É de ontem o conflito instaurado entre a chefe do governo argentino e a imprensa daquele país ou com a parte que se insurgiu contra a unanimidade jornalística, que se pretendeu impor em relação aos meios de comunicação.
A situação de bom convívio se manteve até o chamado “tarifaço agrário” decretado pelo governo de Cristina Kirchner; não há quem ignore a importância do segmento agrícola, abrangente do pecuário, naquele país e o relevo da questão criada; o complexo capitaneado pelo jornal Clarín, o mais importante da Argentina, tomou o partido do mundo rural e daí o seu afastamento do governo.
A partir desse momento, o Grupo Clarín passou a ser estigmatizado e, não tardou o dia, foi em fins de dezembro, que 200 fiscais fazendários, de inopino, invadiram a TV a cabo do grupo, levando consigo documentos da empresa. Não durou muito, o Senado aprovou projeto declarando de “interesse público” a fabricação, comercialização e distribuição de papel-jornal.
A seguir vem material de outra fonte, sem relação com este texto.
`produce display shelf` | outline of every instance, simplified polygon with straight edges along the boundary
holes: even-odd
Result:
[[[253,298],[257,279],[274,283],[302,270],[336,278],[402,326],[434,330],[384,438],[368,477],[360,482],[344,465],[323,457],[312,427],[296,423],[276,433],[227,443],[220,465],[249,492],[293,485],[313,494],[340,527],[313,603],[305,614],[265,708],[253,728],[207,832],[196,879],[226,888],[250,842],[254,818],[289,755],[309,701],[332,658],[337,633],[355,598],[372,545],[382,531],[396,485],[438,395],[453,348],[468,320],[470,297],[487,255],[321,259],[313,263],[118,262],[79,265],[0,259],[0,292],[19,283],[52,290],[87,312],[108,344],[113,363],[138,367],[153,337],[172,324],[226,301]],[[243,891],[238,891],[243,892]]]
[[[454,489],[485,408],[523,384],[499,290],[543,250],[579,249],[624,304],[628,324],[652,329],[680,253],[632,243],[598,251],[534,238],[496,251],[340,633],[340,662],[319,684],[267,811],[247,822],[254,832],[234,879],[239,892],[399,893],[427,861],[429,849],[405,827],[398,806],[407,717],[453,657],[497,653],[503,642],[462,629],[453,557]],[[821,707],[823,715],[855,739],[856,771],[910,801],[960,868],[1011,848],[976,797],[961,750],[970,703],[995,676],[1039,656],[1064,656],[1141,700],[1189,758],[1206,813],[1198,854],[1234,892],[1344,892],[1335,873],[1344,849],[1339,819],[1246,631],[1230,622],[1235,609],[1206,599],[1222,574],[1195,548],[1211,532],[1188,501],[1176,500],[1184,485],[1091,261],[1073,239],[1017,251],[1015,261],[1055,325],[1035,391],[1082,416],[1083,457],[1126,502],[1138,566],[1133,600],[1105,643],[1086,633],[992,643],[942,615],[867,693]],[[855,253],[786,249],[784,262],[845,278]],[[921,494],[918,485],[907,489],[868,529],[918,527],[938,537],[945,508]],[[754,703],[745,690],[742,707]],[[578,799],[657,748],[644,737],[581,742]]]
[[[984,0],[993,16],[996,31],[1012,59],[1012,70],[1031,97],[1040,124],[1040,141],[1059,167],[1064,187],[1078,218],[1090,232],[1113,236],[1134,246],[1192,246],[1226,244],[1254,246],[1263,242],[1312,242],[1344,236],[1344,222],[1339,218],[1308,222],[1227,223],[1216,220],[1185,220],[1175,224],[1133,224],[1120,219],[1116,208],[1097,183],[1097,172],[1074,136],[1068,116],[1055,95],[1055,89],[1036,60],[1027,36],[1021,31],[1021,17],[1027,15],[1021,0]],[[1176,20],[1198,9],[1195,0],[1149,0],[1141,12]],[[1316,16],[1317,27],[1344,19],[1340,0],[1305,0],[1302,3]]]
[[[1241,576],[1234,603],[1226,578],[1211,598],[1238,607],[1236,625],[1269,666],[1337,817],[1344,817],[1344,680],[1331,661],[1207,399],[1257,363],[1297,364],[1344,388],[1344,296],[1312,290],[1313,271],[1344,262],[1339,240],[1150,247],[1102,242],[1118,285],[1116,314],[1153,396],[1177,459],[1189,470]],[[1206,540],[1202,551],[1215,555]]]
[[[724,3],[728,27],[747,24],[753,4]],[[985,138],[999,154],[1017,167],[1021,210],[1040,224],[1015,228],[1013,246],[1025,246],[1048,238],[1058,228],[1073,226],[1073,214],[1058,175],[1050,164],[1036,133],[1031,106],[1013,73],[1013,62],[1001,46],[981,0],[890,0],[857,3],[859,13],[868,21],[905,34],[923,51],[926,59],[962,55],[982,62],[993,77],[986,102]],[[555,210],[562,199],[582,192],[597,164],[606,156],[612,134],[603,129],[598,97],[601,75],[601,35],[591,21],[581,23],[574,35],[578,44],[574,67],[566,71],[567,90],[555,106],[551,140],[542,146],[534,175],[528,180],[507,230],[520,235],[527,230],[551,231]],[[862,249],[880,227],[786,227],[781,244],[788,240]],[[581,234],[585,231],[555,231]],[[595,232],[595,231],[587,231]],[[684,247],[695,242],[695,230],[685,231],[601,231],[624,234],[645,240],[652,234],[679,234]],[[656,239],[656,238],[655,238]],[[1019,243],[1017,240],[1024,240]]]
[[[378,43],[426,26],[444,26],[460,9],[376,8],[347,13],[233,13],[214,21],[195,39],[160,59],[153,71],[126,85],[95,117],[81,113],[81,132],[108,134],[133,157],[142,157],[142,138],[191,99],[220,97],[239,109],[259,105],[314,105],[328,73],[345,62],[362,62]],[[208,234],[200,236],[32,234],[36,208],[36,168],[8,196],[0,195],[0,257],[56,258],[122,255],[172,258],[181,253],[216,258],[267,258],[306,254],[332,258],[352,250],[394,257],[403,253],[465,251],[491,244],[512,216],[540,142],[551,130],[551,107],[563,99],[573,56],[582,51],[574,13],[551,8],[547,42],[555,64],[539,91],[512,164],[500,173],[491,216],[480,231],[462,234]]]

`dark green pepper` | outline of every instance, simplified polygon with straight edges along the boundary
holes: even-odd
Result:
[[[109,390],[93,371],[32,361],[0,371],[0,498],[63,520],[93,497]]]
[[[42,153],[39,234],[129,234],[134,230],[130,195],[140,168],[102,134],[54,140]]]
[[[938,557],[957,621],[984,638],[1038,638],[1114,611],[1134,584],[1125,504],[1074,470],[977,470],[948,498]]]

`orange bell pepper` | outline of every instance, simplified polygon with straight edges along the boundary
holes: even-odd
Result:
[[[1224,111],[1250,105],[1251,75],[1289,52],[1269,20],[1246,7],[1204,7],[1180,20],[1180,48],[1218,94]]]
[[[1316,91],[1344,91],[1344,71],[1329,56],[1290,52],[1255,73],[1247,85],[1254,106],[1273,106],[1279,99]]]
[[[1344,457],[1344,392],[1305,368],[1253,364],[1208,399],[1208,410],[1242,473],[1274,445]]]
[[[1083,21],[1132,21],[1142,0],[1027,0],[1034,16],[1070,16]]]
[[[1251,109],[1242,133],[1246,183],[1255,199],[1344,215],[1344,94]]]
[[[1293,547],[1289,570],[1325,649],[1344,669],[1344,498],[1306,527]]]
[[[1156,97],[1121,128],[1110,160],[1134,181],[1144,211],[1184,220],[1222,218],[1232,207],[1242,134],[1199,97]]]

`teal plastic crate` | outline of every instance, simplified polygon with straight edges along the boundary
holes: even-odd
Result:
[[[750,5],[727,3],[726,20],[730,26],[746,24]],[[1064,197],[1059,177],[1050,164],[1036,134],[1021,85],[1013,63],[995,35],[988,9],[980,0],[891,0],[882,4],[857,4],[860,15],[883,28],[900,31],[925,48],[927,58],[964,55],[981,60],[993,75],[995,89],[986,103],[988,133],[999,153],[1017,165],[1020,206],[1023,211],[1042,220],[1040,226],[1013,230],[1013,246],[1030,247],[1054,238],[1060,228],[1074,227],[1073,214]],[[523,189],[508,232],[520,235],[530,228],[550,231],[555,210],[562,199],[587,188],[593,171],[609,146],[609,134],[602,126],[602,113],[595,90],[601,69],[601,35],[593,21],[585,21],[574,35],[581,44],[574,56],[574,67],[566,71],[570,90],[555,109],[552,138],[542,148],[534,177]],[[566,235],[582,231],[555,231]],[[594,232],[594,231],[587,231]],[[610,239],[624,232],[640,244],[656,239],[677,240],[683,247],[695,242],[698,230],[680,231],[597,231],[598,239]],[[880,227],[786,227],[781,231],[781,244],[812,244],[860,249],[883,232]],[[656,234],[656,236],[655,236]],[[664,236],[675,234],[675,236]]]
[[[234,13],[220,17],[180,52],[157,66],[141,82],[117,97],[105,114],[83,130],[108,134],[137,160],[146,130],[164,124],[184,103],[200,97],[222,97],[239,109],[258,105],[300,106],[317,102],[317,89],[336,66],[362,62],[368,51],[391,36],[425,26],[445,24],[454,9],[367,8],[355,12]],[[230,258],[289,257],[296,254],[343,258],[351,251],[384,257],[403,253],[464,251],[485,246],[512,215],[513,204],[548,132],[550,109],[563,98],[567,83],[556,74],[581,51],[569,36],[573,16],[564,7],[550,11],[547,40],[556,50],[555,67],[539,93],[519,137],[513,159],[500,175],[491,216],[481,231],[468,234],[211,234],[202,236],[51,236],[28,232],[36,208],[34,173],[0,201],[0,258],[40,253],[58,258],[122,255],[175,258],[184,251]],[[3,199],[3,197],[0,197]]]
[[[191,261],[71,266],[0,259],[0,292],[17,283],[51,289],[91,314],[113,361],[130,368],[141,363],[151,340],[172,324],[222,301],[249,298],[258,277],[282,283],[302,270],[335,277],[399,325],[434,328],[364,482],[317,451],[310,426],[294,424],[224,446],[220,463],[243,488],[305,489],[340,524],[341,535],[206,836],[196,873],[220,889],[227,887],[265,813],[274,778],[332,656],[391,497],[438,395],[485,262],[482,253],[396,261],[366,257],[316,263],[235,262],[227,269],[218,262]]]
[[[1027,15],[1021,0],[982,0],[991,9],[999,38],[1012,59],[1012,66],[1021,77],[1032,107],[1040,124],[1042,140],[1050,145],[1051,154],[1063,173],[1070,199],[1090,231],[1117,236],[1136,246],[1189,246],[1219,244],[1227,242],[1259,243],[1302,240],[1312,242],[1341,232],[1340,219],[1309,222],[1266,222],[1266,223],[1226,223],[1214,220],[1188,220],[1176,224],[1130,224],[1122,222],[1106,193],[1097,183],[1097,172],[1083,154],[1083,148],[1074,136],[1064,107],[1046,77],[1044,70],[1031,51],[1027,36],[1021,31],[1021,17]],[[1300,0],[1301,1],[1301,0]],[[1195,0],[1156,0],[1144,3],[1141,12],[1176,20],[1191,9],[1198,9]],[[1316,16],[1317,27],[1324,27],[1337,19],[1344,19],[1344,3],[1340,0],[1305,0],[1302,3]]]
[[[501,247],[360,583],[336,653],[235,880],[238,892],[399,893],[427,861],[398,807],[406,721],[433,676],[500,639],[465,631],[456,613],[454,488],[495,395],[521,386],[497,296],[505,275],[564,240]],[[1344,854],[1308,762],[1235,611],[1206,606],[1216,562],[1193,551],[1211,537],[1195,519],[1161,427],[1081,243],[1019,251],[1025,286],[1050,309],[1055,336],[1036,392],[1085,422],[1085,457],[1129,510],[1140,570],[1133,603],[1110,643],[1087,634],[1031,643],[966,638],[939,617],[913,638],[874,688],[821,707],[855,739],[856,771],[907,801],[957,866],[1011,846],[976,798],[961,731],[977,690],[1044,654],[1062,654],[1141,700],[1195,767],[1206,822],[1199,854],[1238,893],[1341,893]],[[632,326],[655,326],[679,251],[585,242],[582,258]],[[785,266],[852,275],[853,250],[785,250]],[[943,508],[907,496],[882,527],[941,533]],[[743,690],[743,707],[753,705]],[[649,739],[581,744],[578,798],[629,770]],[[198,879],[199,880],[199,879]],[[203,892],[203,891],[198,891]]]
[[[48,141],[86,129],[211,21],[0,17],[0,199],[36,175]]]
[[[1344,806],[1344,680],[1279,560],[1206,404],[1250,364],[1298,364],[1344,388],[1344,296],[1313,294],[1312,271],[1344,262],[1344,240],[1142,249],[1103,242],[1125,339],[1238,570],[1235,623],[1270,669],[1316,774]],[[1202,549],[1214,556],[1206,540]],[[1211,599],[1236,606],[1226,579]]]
Ocorre que o papel-imprensa era fabricado por uma só empresa que abastece 75% dos consumidores, 172 jornais em todo o país. Vale salientar que dessa empresa o Grupo Clarín possuía 49% das ações, o La Nación era titular de 22%, a República Argentina, 27,5%, e o restante 1,5%, pequenos acionistas. Mas, com a iniciativa de batizar o papel-imprensa como de “interesse público”, proibiu que empresas jornalísticas possuíssem ações do Papel-Prensa.
Ora, o mais acanhado observador não custaria a concluir que o Grupo Clarín ficava com seus dias contados e, faz dias, foi divulgada a notícia de que o maior jornal da nação suspendera dois suplementos em suas edições dominicais por falta de papel…
O caso não é novo. A própria Argentina já conheceu coisa parecida; quando o peronismo começava também sua guerra contra a imprensa e seus grandes jornais, La Nación e La Prensa figuravam entre os maiores e melhores do mundo; o resultado está à vista de qualquer do povo.
O que está acontecendo na Argentina, mutatis mutandis, aconteceu também no Equador; um no sul do continente, de costas para os Andes e voltado para o Atlântico, outro, voltado para o Pacífico, deixando os Andes para o lado, ou seja, um fenômeno no Sul, outro de igual natureza no Norte. Ambos antológicos. No Equador, uma ou duas pessoas, referindo-se ao presidente Correa, disseram-no ditador. Certa ou equivocada, tratava-se de mera opinião, errônea ou luminosa. Ora, entre milhares de pessoas, dificilmente não haveria algumas centenas a dizer o mesmo, com ou sem a intenção de ferir o bom nome do alvo, mas com o propósito de caracterizar a atuação de um governante, e com cujos atos não concordam. Procedimentos correntes em uma sociedade democrática. Pois bem, a pessoa ou pessoas que tenham assim se expressado foram condenadas a três anos de prisão e à condenação por danos morais da ordem de US$ 40 milhões!
Não conheço nação democrática que tenha legislação semelhante. Os presidentes Obama e Sarkozy são assim tratados uma vez por ano, senão mais, ou por mês, ou por semana, ou por dia, ou por hora, por motivos concludentes ou por meros preconceitos; quem não lembra de Churchill, até chegar a primeiro-ministro em 1940, era um dos homens mais malquistos da Inglaterra, e jamais se lembrou ele de ocupar-se dos que o desestimavam. E era Churchill.
Por falar em Churchill, não resisto em lembrar livro recente do professor Nigel Knight intitulado Churchill Desmascarado. Ao longo de 450 páginas, sustenta ele que nada fez de bom, de útil ou de belo. Tudo errado. As derradeiras palavras dizem tudo: “Foi Hitler que tornou Churchill uma figura histórica” da qual “nos lembramos de Churchill, acima de todo o resto, pela derrota de Hitler. Hitler, entretanto, é lembrado por si mesmo”!!!
Ora, a todas as luzes, o que está ocorrendo na Argentina e no Equador, pela desproporção das penas impostas, criminal e indenizatória, deixando de concluir que não são sanções dotadas de um mínimo de razoabilidade, e porejam sentimentos próprios de uma inimizade capital com a liberdade de imprensa. Os maus exemplos também se reproduzem e, quiçá, com abundância maior do que os bons. Este é o mal que, depois de tantos erros a propósito, começa a aparecer e deitar sementes, o que é perigoso para todos, e até de onde menos se espera. A liberdade de imprensa, escreveu Rui Barbosa, é a primeira das liberdades, só que há alguns que não a estimam.